Abstract

Standard ECG criteria for left ventricular (LV) hypertrophy rely on QRS amplitudes. However, in the setting of left bundle branch block (LBBB), ECG correlates of LV hypertrophy are not well established. We sought to evaluate quantitative ECG predictors of LV hypertrophy in the presence of LBBB. We included adult patients with typical LBBB having ECG and transthoracic echocardiogram performed within 3months of each other in 2010-2020. Orthogonal X, Y, Z leads were reconstructed from digital 12‑lead ECGs using Kors's matrix. In addition to QRS duration, we evaluated QRS amplitudes and voltage-time-integrals (VTIs) from all 12 leads, X, Y, Z leads and 3D (root-mean-squared) ECG. We used age, sex and BSA-adjusted linear regressions to predict echocardiographic LV calculations (mass, end-diastolic and end-systolic volumes, ejection fraction) from ECG, and separately generated ROC curves for predicting echocardiographic abnormalities. We included 413 patients (53% women, age 73±12years). All 4 echocardiographic LV calculations were most strongly correlated with QRS duration (all p<0.00001).
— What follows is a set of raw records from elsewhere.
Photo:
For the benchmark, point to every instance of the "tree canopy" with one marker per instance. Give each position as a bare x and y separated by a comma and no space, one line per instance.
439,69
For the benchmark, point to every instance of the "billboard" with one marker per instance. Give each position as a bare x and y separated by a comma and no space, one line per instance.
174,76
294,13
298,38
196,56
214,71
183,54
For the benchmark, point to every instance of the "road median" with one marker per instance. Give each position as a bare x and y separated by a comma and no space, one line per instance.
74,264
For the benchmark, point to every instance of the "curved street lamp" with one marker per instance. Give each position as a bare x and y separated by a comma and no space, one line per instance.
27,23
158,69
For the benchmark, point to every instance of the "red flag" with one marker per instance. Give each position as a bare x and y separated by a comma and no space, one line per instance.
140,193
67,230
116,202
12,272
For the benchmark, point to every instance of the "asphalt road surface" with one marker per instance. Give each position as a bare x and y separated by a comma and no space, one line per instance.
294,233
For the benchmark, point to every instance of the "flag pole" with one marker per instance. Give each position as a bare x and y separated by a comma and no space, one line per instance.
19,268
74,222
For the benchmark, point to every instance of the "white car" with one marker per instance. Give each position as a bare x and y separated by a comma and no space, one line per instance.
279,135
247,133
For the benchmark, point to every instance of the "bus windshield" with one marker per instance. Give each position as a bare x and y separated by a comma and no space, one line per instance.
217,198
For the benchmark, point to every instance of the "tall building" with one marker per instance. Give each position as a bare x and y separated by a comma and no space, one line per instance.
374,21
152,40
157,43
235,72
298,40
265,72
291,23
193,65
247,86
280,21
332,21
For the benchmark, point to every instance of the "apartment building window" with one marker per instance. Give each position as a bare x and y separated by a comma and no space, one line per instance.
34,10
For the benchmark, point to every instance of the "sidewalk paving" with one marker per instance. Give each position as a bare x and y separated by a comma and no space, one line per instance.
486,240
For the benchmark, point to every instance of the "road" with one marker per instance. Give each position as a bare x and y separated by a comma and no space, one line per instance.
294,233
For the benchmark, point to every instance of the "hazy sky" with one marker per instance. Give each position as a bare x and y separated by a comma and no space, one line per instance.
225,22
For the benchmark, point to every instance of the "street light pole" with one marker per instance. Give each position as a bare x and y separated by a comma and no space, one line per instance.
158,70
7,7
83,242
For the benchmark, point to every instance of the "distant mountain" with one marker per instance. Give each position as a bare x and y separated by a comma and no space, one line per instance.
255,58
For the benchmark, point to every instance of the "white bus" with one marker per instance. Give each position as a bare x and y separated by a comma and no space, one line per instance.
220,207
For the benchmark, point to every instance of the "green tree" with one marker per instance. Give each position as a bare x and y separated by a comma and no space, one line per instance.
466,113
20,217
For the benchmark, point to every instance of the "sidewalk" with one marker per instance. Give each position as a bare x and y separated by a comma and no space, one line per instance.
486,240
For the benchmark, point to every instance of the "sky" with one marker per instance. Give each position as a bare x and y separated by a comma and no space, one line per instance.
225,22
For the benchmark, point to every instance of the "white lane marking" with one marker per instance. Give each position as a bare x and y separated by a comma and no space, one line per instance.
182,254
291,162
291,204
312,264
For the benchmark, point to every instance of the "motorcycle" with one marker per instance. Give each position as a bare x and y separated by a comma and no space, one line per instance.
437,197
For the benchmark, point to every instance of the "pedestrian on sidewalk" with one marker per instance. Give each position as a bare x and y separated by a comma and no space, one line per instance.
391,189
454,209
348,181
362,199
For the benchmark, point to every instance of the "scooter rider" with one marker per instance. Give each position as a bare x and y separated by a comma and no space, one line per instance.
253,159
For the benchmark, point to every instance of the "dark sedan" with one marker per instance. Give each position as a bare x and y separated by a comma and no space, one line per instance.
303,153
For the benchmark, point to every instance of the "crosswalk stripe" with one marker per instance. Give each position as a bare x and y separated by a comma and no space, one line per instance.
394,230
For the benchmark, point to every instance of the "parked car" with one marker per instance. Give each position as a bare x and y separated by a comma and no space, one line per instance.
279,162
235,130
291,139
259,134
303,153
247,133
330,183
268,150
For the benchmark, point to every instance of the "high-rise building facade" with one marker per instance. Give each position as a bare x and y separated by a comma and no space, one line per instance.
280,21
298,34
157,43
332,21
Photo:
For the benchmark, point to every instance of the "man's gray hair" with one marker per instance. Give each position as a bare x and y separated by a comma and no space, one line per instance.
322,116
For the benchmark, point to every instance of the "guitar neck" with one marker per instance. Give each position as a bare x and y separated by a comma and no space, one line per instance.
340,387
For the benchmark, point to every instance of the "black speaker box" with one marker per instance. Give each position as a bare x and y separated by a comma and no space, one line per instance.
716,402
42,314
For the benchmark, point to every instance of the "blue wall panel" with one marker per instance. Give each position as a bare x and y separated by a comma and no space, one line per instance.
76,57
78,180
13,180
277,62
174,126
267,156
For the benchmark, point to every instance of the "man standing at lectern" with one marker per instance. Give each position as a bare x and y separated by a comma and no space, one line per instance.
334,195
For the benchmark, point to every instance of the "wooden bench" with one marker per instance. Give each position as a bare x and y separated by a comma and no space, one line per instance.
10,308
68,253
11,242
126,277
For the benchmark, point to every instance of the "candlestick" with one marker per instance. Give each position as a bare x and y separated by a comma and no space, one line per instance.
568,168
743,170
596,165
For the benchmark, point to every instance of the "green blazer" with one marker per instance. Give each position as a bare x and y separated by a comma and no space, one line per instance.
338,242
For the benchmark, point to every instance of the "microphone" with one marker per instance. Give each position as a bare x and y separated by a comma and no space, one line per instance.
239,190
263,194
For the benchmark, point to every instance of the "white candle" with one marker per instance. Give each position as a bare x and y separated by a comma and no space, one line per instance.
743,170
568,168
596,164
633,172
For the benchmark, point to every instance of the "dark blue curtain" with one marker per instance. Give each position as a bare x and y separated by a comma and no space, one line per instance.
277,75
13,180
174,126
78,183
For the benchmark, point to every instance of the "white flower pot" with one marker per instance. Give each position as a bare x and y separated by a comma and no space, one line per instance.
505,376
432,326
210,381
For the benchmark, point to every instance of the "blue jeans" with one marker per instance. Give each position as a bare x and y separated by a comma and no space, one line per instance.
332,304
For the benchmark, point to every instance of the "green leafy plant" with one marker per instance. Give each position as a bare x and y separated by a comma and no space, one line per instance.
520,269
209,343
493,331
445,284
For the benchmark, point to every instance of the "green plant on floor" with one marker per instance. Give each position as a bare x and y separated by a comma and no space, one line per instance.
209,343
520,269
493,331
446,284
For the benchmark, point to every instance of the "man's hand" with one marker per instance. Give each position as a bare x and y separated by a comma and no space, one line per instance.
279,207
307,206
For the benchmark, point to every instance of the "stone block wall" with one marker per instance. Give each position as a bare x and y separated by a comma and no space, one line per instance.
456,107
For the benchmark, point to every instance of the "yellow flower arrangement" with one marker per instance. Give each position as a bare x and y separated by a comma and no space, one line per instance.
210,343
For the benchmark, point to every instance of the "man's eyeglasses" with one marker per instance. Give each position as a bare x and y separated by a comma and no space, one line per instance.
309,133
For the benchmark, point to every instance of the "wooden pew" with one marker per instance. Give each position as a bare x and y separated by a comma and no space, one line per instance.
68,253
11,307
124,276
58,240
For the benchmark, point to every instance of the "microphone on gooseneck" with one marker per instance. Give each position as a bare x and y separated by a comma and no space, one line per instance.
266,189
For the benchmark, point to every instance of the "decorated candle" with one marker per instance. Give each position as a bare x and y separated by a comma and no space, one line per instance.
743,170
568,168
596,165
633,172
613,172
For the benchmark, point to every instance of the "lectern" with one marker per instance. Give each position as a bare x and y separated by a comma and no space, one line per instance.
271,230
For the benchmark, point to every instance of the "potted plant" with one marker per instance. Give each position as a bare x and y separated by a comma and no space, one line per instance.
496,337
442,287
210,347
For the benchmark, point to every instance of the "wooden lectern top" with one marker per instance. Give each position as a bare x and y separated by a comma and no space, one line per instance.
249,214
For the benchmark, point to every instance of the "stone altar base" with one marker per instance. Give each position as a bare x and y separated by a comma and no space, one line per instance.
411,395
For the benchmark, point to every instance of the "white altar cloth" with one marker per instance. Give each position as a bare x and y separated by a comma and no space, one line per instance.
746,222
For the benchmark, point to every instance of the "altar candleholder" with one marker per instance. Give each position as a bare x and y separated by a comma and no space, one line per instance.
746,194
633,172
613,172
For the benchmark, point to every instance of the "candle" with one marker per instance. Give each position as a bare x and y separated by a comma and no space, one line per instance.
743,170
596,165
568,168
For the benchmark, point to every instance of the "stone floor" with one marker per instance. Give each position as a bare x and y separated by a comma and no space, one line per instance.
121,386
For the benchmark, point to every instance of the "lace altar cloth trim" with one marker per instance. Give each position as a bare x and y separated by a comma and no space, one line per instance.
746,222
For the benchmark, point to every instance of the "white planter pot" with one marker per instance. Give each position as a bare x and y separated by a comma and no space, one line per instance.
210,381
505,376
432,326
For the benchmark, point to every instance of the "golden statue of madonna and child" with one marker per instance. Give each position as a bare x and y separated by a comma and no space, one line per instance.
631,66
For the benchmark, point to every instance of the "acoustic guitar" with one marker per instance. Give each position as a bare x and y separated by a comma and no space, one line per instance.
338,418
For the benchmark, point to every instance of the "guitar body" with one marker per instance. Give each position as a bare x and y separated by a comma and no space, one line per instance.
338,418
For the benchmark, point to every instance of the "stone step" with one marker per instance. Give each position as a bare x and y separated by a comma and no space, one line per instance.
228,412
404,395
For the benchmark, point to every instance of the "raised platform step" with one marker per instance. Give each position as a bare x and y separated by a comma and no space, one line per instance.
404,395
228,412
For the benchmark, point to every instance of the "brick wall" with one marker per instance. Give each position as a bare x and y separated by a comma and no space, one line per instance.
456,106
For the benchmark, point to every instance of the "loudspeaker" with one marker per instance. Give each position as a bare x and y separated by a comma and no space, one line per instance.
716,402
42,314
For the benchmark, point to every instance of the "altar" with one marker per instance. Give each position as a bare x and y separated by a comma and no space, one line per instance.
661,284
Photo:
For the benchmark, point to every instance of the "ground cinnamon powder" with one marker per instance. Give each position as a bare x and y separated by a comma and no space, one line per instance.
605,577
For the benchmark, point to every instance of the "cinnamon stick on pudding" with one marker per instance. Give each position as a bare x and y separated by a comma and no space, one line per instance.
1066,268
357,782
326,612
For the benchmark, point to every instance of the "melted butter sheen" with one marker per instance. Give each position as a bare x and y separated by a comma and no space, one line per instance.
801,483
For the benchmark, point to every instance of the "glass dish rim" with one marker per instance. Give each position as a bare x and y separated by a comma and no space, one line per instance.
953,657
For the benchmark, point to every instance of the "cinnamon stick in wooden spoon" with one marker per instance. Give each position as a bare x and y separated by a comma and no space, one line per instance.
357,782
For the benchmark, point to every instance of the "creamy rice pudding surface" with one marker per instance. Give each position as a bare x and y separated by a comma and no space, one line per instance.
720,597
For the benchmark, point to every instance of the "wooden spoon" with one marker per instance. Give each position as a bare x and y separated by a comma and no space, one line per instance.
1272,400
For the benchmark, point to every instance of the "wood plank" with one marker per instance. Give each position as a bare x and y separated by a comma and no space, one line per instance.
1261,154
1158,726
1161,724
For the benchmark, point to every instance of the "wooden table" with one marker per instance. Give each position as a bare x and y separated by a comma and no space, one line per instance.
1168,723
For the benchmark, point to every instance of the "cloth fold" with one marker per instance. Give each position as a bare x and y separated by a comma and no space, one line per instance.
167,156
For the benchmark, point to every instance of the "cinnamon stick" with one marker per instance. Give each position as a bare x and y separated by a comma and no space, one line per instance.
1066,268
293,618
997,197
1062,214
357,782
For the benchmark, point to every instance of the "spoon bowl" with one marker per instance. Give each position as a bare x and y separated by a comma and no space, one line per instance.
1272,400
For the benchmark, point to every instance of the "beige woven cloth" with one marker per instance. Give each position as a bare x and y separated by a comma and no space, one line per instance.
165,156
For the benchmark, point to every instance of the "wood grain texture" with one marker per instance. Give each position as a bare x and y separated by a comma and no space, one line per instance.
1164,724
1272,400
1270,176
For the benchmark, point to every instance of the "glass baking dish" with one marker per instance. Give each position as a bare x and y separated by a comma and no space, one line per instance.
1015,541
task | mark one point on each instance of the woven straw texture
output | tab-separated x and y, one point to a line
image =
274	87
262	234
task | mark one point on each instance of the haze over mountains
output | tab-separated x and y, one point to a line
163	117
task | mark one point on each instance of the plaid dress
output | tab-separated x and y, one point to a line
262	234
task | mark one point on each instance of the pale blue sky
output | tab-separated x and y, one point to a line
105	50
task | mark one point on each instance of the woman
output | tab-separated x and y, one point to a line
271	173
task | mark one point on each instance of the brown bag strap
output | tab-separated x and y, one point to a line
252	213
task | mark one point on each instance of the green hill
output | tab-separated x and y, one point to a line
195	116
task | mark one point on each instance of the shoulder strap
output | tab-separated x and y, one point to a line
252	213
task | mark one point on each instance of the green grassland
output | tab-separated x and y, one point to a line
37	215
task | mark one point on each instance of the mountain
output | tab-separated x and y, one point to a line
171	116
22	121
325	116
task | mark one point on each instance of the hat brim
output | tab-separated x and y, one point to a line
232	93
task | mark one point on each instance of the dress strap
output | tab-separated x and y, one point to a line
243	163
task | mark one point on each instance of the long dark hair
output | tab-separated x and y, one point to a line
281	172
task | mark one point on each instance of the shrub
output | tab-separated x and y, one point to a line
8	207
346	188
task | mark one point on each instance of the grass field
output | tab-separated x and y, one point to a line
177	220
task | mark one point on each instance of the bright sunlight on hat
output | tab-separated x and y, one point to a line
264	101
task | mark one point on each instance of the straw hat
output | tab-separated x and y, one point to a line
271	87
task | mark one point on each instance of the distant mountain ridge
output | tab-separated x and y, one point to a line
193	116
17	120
In women, QRS duration ≥ 150ms had sensitivity/specificity 56.3%/64.4% for increased LV mass and 62.7%/67.8% for increased LV end-diastolic volume. In men, QRS duration ≥ 160ms had a sensitivity/specificity 63.1%/72.1% for increased LV mass and 58.3%/74.5% for increased LV end-diastolic volume. QRS duration was best able to discriminate eccentric hypertrophy (area under ROC curve 0.701) and increased LV end-diastolic volume (0.681). In patients with LBBB, QRS duration (≥ 150 in women and≥160 in men) is a superior predictor of LV remodeling esp. eccentric hypertrophy and dilation.